The U.S. economy should avoid a recession next year but only by a narrow margin as the business cycle declines to a growth rate of about 2 percent, a Merrill Lynch & Co. economic forecast said Tuesday.
"We should escape a full-fledged recession, but it may be a close call," said Donald H. Straszheim, Merrill Lynch's chief economist, in the investment firm's annual economic and investment outlook report.Straszheim forecast a 2 percent expansion of the U.S. gross national product - the value of all goods and services - next year amid falling industrial capacity utilization, higher unemployment and weak earnings.
Top stock market performers will be capital goods and energy issues instead of consumer and financial stocks, Straszheim said. Below-average returns mean "1990 may well be a year to sow rather than to reap," he said.
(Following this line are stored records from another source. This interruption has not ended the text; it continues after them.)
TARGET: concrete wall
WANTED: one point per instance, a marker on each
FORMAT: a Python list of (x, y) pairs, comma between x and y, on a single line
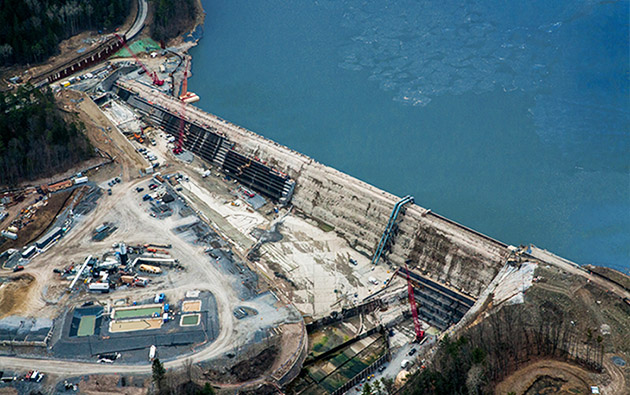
[(359, 212)]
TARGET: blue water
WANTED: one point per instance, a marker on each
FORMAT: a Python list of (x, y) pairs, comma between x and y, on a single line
[(510, 117)]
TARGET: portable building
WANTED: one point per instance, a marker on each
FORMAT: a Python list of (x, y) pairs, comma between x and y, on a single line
[(29, 252)]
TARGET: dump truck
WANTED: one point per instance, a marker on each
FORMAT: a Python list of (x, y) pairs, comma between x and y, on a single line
[(152, 352), (141, 282), (99, 287), (150, 269)]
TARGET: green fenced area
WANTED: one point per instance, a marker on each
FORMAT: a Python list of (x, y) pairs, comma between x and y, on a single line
[(138, 47), (136, 312), (328, 375), (86, 325)]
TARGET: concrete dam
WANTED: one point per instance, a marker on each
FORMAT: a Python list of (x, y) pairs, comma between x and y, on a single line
[(446, 258)]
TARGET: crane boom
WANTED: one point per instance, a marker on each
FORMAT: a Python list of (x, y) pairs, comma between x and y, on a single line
[(414, 309), (156, 80), (180, 134)]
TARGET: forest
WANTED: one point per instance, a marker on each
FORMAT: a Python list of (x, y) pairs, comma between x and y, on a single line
[(35, 140), (171, 18), (30, 30), (507, 340)]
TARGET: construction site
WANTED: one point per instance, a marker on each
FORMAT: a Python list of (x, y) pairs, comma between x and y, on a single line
[(193, 239)]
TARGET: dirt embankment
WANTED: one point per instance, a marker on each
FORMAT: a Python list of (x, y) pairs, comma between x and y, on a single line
[(108, 384), (245, 370), (546, 377), (40, 221), (15, 293)]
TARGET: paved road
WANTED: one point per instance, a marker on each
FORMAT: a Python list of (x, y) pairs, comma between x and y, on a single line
[(143, 9)]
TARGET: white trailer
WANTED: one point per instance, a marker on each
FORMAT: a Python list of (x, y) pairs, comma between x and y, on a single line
[(80, 180), (100, 287), (152, 352)]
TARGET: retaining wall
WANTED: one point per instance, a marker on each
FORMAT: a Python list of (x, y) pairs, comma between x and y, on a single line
[(440, 248)]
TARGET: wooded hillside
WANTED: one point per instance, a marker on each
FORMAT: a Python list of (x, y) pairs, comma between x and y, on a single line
[(30, 30), (35, 141)]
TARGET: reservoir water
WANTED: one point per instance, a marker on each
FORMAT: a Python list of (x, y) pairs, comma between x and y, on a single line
[(512, 118)]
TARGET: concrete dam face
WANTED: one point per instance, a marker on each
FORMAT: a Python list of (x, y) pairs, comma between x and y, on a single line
[(437, 248)]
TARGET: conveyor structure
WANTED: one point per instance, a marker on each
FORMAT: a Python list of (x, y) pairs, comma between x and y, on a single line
[(211, 145)]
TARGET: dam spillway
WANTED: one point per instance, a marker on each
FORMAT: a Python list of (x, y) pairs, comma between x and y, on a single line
[(440, 249)]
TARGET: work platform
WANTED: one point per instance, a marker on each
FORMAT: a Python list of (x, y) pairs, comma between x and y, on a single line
[(204, 138)]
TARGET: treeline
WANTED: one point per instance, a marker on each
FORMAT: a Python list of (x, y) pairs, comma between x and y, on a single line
[(171, 18), (507, 340), (30, 30), (35, 140)]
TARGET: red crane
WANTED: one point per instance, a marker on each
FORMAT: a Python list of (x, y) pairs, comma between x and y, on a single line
[(180, 138), (156, 80), (414, 309)]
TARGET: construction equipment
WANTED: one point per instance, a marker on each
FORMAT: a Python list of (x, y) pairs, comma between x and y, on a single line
[(414, 309), (154, 77)]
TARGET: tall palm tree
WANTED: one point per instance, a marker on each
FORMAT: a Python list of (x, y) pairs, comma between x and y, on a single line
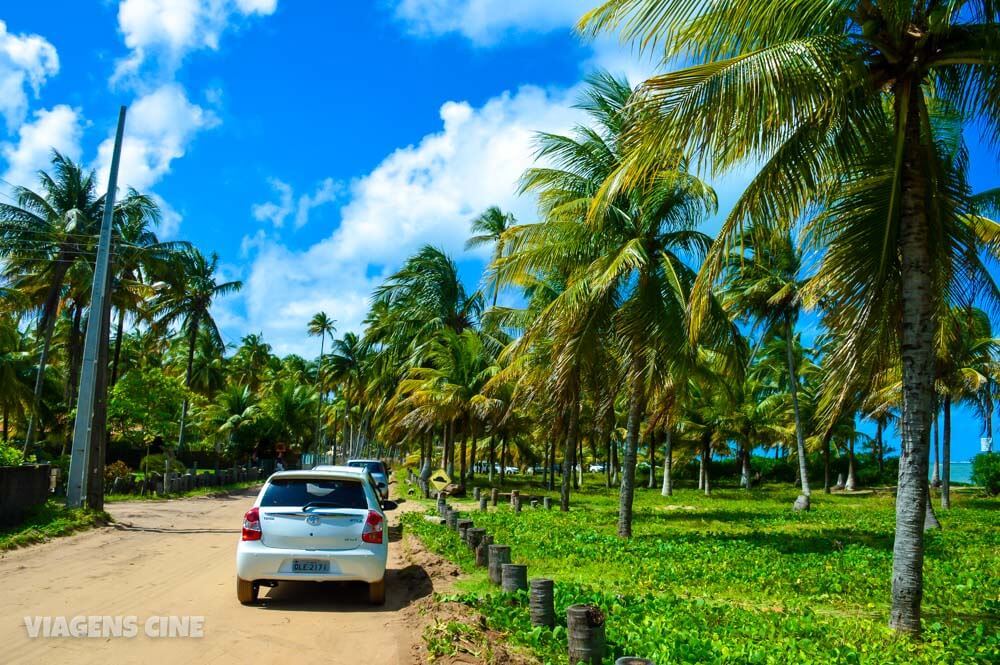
[(490, 228), (965, 361), (188, 301), (763, 285), (632, 254), (44, 234), (321, 326), (813, 93)]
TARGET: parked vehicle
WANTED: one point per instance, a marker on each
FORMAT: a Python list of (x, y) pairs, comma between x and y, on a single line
[(319, 526), (379, 474)]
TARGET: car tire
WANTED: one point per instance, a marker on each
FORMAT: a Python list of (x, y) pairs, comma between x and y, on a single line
[(376, 592), (246, 591)]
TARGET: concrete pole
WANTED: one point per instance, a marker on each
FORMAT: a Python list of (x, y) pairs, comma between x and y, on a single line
[(76, 488)]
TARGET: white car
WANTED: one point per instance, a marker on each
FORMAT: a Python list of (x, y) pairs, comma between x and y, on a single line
[(314, 526)]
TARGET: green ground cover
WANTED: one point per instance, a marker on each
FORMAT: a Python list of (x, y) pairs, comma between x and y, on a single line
[(739, 578), (197, 491), (49, 520)]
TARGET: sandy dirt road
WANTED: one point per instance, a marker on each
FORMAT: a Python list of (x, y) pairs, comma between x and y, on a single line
[(177, 558)]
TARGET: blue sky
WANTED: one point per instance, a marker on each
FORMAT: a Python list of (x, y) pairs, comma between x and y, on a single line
[(313, 144)]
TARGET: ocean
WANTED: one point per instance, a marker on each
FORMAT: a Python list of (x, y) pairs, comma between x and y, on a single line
[(961, 472)]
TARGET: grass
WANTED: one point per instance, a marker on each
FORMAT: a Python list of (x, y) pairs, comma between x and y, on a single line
[(50, 520), (739, 578), (197, 491)]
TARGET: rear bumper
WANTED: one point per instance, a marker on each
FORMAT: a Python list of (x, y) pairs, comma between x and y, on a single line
[(255, 562)]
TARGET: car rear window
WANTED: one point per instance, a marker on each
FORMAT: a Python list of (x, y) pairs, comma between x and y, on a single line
[(373, 467), (323, 493)]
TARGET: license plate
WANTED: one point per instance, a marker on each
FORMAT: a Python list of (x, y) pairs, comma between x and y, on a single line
[(310, 566)]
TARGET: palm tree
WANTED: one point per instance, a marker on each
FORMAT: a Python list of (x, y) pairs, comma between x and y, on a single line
[(490, 228), (965, 360), (234, 410), (630, 256), (15, 372), (43, 235), (322, 326), (188, 301), (806, 92), (763, 285)]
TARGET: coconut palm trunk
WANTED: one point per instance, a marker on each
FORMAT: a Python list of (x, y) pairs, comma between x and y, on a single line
[(569, 453), (946, 456), (668, 481), (192, 340), (793, 390), (917, 351), (627, 494), (319, 387)]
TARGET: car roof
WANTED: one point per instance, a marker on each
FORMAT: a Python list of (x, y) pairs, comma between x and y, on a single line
[(338, 468)]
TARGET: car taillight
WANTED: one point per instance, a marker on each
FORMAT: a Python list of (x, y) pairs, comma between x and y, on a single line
[(373, 528), (251, 525)]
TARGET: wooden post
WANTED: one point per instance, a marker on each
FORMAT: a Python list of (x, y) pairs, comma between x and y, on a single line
[(513, 577), (585, 634), (540, 602), (473, 537), (499, 555)]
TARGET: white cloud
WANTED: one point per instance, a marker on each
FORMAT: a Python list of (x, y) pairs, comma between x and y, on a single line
[(486, 21), (165, 31), (25, 61), (277, 212), (58, 128), (425, 193), (158, 129)]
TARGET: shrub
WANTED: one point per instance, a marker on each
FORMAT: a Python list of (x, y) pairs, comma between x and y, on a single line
[(10, 455), (986, 472), (118, 469)]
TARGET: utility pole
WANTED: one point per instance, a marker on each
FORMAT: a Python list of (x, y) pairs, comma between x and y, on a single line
[(95, 343)]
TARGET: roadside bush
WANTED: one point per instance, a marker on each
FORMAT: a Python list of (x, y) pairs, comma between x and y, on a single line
[(10, 455), (115, 470), (986, 472), (158, 464)]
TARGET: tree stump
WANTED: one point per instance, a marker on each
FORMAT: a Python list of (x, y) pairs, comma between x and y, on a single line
[(483, 551), (585, 634), (499, 555), (462, 526), (540, 602), (513, 577)]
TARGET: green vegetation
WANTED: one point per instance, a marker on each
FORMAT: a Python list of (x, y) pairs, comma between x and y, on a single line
[(50, 520), (986, 472), (197, 491), (738, 578)]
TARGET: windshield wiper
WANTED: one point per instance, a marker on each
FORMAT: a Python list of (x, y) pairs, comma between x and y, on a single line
[(322, 504)]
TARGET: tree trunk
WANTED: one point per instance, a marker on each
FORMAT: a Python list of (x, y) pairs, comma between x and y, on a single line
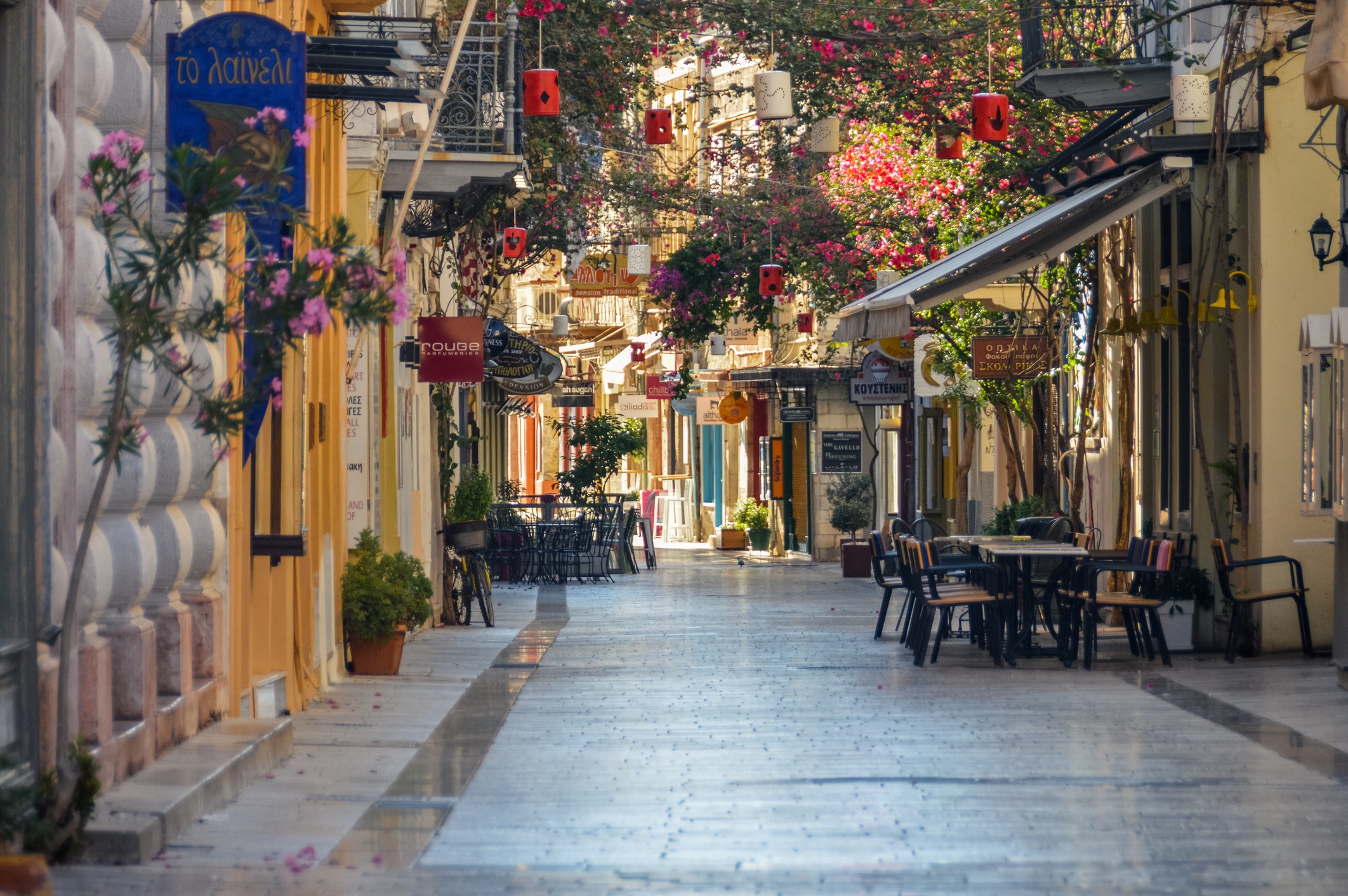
[(67, 770), (961, 472)]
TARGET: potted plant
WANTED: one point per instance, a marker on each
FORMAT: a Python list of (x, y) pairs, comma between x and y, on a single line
[(732, 537), (466, 523), (850, 497), (753, 517), (1189, 588), (383, 596)]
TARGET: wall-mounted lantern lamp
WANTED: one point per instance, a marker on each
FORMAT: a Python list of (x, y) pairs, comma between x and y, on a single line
[(1323, 240)]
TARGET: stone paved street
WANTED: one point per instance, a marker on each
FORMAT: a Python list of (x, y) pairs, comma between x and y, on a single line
[(723, 728)]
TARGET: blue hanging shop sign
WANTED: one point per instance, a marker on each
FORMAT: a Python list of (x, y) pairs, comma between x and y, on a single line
[(221, 73)]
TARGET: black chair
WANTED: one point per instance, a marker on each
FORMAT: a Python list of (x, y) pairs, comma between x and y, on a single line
[(1139, 605), (1241, 604), (987, 605)]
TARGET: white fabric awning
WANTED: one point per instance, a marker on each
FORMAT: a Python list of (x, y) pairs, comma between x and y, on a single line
[(1036, 239)]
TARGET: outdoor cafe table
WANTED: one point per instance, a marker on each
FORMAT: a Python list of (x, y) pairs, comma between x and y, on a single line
[(1018, 555)]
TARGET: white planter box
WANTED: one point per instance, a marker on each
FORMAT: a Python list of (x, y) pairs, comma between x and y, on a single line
[(1179, 627)]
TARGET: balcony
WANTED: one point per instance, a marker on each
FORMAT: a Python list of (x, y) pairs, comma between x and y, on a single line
[(475, 142), (1094, 56)]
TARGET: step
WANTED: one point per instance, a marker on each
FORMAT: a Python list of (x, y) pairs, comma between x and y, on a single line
[(135, 820)]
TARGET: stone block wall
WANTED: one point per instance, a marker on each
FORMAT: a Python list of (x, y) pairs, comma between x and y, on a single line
[(151, 598)]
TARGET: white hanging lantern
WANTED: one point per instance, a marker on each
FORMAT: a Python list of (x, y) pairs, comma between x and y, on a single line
[(773, 96), (639, 259), (827, 135), (1191, 97)]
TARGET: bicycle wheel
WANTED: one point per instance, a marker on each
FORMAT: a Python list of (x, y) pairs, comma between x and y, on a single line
[(483, 588), (454, 586)]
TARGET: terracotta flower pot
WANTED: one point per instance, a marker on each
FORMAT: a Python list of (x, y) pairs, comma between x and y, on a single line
[(856, 558), (379, 658), (732, 539)]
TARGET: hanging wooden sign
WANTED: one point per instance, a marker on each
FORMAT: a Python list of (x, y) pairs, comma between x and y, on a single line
[(1010, 357)]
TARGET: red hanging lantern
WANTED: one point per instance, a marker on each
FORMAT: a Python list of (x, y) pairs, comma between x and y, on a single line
[(659, 126), (542, 95), (991, 116), (770, 279), (949, 146), (514, 242)]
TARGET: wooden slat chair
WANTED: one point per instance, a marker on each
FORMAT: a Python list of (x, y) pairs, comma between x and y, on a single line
[(934, 600), (1139, 605), (1084, 577), (1242, 604)]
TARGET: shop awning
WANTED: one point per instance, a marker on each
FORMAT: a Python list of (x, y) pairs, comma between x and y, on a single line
[(1036, 239)]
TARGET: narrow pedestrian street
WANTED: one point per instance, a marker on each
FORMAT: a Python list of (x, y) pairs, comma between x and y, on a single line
[(713, 727)]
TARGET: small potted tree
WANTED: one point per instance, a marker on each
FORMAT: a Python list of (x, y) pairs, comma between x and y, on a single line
[(850, 497), (732, 536), (466, 523), (383, 596), (753, 518)]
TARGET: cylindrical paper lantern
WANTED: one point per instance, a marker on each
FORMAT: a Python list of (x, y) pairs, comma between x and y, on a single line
[(991, 114), (949, 146), (639, 259), (1191, 97), (542, 93), (827, 135), (659, 126), (770, 279), (513, 243), (773, 95)]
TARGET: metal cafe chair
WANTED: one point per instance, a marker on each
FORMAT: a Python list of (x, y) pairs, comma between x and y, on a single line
[(987, 605), (1242, 604), (1139, 605)]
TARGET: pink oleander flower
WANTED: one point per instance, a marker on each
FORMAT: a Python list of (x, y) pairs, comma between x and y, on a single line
[(281, 282)]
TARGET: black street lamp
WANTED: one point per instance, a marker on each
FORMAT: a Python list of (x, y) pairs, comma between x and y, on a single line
[(1323, 240)]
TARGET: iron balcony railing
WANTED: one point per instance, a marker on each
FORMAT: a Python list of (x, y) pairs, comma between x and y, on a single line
[(482, 112), (1066, 34)]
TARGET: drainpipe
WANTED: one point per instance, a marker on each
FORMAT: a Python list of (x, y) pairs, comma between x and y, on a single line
[(1340, 631), (508, 88)]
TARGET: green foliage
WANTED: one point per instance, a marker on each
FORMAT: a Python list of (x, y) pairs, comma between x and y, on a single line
[(610, 440), (473, 496), (751, 515), (382, 592), (1191, 584), (29, 812), (1006, 515), (850, 497)]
Inflation should be around 4 percent to 5 percent, while the Federal Reserve will bring interest rates down early in the year to stimulate the flagging economy. The dollar will continue its decline.
"The dollar is expected to fall unevenly in response to slower U.S. growth, lower U.S. interest rates compared to overseas, only modest improvement in trade and continued difficulty in reducing the federal deficit," said Straszheim.
Chief investment strategist, Charles I. Clough said markets "are entering a new decade with the lowest rates of money and credit growth in 20 years." The best returns for the 1990s will be in "higher manufacturing productivity rather than in real estate or financial assets," he said.